土曜日の練習試合の日を迎え、黒田中を訪れた。
「おっ、おっ、おっ、おっー、おっ、おっ、くろだ!」
「おせ、おせ、くろだ。いけ、いけ、くろだ!」
――バンッ。バンッ。バンッ。
「いちいち応援、うるさいな!」
「気にするな斎藤プロ」
とは言ったものの正直気になるし、相手の雰囲気に飲み込まれる。黒田中の部員は、50人以上はいるだろうか。
「エッーサ。エッサ。エッサ。エッサエッサ。エッサエッサ。エッサエッサ」
大声を出しながら、レギュラー陣は淡々とアップをしている。一秒も無駄にしない、流れるようなアップに見惚れてしまう。皆も黒田中のアップを見ていた。
「集合!!」
応援の中でもはっきり聞こえた西野先生の声。俺達は、先生のもとへ集まる。
「どうだ!? 群馬県一位のチームは」
「別に……大した事ないんじゃないのー?」
「へぇー。そういう割にはシュートをボロボロ落としてたな斎藤。他の奴らも動きが硬い。映像や数字の中だけでは、分からない事があるだろ塚本」
「えっ? あ、そうっすね……はい」
「あれが見えるか?」
西野先生が親指で差した方を見ると、黒田中バスケ部の親だと思われる人達が大勢座ってビデオなどを回していた。

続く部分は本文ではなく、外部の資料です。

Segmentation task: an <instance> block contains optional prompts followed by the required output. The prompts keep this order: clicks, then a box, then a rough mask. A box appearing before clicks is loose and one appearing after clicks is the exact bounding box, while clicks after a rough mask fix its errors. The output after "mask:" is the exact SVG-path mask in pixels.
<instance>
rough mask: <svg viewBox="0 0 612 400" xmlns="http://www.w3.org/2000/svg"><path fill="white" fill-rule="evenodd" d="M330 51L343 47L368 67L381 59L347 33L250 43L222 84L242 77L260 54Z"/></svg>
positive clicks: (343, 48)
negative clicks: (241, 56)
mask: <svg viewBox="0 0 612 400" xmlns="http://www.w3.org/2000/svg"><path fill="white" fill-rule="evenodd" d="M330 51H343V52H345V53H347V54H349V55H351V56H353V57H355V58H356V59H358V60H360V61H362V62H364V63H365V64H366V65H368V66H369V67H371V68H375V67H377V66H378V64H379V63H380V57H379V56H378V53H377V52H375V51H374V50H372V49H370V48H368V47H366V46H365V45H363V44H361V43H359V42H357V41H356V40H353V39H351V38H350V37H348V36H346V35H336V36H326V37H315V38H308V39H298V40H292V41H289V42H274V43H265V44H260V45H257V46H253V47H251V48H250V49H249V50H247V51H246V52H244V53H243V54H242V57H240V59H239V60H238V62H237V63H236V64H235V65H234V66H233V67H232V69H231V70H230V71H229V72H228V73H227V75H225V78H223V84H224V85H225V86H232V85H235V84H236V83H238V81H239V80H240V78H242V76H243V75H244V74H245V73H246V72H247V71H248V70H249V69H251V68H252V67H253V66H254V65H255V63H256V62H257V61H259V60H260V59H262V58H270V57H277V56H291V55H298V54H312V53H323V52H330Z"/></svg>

「生徒の親だろうきっと。土曜日なのに、なんとも熱心な親達だと思わないか? お前等は県大会で勝ち進んだら、いつかはこんなシード校と当たる事になる。黒田中と同等の中学と当たるって事だ。分かるか?」
西野先生が、真剣な顔で話しだす。
「お前等にとっては、慣れていない大きな会場で、無駄に声のデケェ圧力のある応援の中、戦わないといけない。それだけでも不利なのに、きっとダブルヘッダーの二試合目にシード校と戦う事になる。強豪校に勝つってのは、本当に難しいんだよ。私の言ってる意味、なんとなく分かるだろ?」
「「「「「はい」」」」」
「良かったな今日が本番じゃなくて。この環境に今日慣れろ! こんな状況でも実力が出せるように慣れろ! いいな!?」
「「「「「はい」」」」」
「よし! 好きに暴れてこい!」
俺達は円陣を組んだ。
「手塚部長、西野先生って私達の事を応援していなんじゃないですか?」
「そうだと思うよ」
「スペードのキングが出たラッキー。手塚部長、俺にパスくれ。今日はいける気がする」
「分かった。分かった」
「どうしよう……僕おしっこ行きたくなってきた……」
「試合始まったら収まるから我慢しろよダンカン」
「じゃあやろうじゃん。久しぶりの試合じゃん」
「「「「「OPI! OPI! おれたちーのOPI!」」」」」
「「「「「OPI! OPI! 夢と希望のOPI!」」」」」
――ビィーー。
「整列。これより赤西中と黒田中の試合を始めます。お互いに礼」
相手を目の前にして分かる、圧倒的強者感の雰囲気。同い年なはずなのに……。
「「「おねがいしまーす」」」
中央の円の中にダンカンが入り、俺達は円の周りで構えた。
――ティップオフ。
相手がダンカンよりも高い位置でボールを弾いて味方に落とした。
流石に勝てないか……。
4番が受け取ってドリブルを突いた瞬間、斎藤プロが、後ろからそのボールを弾く。俺の手元にボールがやってきた。
「ヘイ!」
すでにゴールに向かって走り出した斎藤プロに、パスを出す。
相手は斎藤プロの速攻を止める為に、5人がすぐに自陣へと戻っていた。
――戻りが速過ぎるだろ。
3ポイントラインよりも遠い位置で足を止めると、斎藤プロはシュートを放った。
――パスッ。
独特な放物線を描いて、斎藤プロはシュートを決めた。
「ラッキー」
前年度の優勝チームから先制点を取り、3点リードした。